As lutas de Maria, Lisdália e Josiane retratam desigualdades no Dia da Mulher Cabo-verdiana
Maria Lopes, cabo-verdiana de 37 anos, deixou a casa dos pais para seguir o sonho de ser bombeira, porque o pai não a queria numa profissão tradicionalmente ocupada por homens.
Mas, no Dia da Mulher Cabo-verdiana, que se celebra a 27 de março, é ela que está de serviço para salvar vidas e inspirar outras mulheres, referiu à Lusa, na ilha mais turística do arquipélago.
"Mudei-me da ilha de Santiago para o Sal para evitar conflitos com o meu pai. Até um simples bom dia ele deixou de dar. Isso fazia-me sentir muito mal", relatou Maria.
Quando um dia regressou a casa mais tarde, depois de dar assistência a um acidente rodoviário, o pai fez-lhe um ultimato: "mas eu disse-lhe que era o que eu gostava de fazer".
Maria já tinha terminado formação como bombeira e não hesitou em sair de casa para seguir o sonho que tinha desde criança.
Agora, com sete anos de experiência, é ainda uma das raras mulheres bombeiras na ilha turística do Sal.
Maria disse que enfrentou resistência e desprezo dos próprios colegas.
"Um deles disse-me: `nunca serás igual a mim porque és mulher e se dependesse de mim, ficas sentada neste sofá`. Mas, na rua, as pessoas apoiavam-me ", descreveu.
Lisdália Baió, 30 anos, é uma das quatro mulheres instrutoras de condução na capital, cidade da Praia, outra profissão dominada por homens.
Apesar do apoio familiar, enfrentou preconceitos com alunos.
"Quando um aluno soube que era eu a instrutora, questionou: `Uma mulher a ensinar-me a conduzir? Nesta terra gostam de brincadeiras`. Recusou-se a ter aulas comigo", relatou, considerando que "falta mais coragem por parte das mulheres para entrar em áreas tidas como dos homens".
Josiane Fernandes, 33 anos, lava carros há cinco anos e os preconceitos fazem parte do dia-a-dia: "Muitos estranham e perguntam: uma mulher a lavar carros?".
"Sinto-me feliz quando dou uma boa `dosa` [expressão usada em Cabo Verde para referir a lavagem] a um carro e os rapazes dizem que vão voltar", contou à Lusa, enquanto se preparava para tratar de mais um veículo.

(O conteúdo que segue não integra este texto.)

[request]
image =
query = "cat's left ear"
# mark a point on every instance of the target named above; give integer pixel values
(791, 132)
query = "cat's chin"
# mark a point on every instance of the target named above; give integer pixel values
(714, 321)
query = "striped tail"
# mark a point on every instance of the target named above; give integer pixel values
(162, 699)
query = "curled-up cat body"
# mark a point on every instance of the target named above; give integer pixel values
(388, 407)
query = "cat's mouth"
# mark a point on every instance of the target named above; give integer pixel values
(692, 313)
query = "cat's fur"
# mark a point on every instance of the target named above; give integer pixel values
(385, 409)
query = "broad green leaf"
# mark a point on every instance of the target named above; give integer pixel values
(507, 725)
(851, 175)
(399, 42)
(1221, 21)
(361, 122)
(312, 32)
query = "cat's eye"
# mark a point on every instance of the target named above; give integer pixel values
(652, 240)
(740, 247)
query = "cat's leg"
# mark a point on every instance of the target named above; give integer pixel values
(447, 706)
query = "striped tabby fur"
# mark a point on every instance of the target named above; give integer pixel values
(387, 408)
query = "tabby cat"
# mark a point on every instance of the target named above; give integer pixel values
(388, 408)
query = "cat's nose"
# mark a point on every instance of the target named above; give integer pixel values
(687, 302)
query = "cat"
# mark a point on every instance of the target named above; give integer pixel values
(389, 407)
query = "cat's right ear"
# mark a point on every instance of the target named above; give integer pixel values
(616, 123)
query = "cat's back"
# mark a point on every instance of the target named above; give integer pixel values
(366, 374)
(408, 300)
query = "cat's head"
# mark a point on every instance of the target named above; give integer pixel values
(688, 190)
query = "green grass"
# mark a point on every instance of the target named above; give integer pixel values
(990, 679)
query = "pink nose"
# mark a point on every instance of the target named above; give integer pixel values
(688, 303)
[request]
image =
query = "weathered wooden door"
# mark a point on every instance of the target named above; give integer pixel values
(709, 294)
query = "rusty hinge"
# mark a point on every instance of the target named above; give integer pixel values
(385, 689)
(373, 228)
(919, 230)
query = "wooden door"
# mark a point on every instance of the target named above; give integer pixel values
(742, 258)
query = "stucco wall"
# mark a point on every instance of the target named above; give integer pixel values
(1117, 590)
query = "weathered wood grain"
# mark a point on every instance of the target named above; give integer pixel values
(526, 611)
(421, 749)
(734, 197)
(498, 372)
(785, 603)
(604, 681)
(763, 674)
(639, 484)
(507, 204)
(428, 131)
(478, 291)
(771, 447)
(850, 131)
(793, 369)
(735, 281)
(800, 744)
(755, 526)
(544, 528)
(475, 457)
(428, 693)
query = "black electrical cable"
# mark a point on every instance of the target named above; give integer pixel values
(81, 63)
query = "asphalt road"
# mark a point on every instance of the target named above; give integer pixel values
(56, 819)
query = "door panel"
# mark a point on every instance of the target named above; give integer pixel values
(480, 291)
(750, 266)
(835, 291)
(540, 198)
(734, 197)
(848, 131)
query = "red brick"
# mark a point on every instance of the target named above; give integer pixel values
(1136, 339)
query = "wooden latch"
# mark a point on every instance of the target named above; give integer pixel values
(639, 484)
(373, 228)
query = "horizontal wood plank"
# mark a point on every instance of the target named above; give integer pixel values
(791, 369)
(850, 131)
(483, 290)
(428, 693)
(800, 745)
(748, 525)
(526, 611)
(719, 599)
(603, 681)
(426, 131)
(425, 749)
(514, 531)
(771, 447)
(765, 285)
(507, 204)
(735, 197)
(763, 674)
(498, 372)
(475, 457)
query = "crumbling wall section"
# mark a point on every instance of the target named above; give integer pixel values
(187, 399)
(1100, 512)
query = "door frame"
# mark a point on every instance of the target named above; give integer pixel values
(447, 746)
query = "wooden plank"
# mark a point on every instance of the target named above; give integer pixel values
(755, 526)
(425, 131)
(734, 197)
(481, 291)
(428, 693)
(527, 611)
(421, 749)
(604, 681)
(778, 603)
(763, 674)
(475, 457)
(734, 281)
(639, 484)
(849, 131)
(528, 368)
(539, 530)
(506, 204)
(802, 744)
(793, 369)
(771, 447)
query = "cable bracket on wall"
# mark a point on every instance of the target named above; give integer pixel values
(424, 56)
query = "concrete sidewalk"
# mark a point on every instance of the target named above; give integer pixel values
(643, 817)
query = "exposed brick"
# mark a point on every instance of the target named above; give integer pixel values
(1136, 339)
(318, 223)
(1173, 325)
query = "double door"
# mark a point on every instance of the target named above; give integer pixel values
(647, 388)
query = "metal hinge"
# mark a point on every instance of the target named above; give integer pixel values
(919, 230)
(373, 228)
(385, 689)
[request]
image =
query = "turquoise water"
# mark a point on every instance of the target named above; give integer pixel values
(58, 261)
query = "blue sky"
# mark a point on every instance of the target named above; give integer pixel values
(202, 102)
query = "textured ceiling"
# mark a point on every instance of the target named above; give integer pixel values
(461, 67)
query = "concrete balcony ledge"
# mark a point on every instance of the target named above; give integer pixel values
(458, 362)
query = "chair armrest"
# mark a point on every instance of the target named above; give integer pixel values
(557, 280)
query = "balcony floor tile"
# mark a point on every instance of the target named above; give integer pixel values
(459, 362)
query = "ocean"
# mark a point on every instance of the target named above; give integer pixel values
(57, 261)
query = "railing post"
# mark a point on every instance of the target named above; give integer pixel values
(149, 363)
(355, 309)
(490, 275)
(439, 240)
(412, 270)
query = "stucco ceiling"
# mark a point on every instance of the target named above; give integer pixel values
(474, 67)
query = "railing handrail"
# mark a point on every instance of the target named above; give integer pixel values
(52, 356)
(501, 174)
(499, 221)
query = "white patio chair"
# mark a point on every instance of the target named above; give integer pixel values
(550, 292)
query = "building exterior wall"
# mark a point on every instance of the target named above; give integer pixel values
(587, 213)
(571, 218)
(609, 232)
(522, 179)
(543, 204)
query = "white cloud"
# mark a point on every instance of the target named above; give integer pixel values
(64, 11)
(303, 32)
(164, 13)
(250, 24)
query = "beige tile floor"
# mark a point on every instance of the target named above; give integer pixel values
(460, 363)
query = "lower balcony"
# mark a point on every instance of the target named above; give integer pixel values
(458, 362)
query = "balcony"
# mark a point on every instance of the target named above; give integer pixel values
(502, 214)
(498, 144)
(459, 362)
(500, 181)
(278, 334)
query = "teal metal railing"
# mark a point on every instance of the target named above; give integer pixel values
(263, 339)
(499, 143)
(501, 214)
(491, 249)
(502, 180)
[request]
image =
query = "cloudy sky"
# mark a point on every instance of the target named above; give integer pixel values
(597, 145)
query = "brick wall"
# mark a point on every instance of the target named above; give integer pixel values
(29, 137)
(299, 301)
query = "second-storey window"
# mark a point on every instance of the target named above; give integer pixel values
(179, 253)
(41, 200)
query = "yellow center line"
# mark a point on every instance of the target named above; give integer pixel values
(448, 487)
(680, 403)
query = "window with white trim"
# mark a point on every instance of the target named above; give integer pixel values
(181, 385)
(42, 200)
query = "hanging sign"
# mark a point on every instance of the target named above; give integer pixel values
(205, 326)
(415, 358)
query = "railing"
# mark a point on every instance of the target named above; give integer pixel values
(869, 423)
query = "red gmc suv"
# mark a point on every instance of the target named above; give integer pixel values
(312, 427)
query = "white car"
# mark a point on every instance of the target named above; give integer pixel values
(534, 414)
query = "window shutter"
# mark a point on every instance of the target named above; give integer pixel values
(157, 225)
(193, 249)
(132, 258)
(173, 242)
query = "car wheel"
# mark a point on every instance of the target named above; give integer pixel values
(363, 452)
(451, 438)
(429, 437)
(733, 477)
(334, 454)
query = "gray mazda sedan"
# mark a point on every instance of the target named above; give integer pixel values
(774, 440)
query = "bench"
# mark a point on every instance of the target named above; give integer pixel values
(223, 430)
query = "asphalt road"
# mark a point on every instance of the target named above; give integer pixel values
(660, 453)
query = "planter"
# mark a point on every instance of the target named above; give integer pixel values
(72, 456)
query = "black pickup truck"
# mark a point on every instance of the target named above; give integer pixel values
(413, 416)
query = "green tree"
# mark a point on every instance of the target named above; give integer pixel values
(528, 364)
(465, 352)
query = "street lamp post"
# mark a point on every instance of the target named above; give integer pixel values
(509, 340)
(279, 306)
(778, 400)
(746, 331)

Chega a lavar 25 carros num só dia e tem um sonho, abrir o seu próprio espaço, até porque já concluiu formação na área prestada pelo Instituto de Emprego e Formação Profissional (IEFP).
O sociólogo Redy Lima disse que, ao longo dos tempos, as mulheres têm sido relegadas para o setor informal, sem fiscalidade, nem segurança social.
Nas últimas décadas, ganharam espaços tradicionalmente masculinos, no setor formal, e torna-se essencial promover o reconhecimento das mulheres nessas profissões, como concorrentes à altura, considerou.
"O machismo continua a ser uma realidade, mas a luta é para que este pensamento não se fortaleça com ideias importadas de discursos de supremacia masculina", que também circulam no exterior, apontou.
Luísa Tavares, 40 anos, é prova dessa luta, porque a mecânica automóvel é uma paixão de infância tornada profissão.
"O meu pai tinha uma oficina. Ele trabalhava na varanda de casa, eu brincava com peças e via as suas mãos cheias de óleo, mas nunca tive dificuldade em mexer nos materiais", relatou.
Mas, entre amigos, a escolha não foi bem recebida.
"Muitos duvidavam da força e capacidade pelo facto de ser mulher", mas com o tempo e provas dadas a confiança cresceu, referiu.
"A sociedade ainda diz que há trabalhos que não são para mulheres, mas nós destacamo-nos. Temos de acreditar mais em nós", concluiu.
O Dia das Mulheres Cabo-Verdianas, celebrado a 27 de março, foi instituído em 1981, assinalando a fundação da Organização das Mulheres de Cabo Verde (OMCV), primeira associação feminista do país.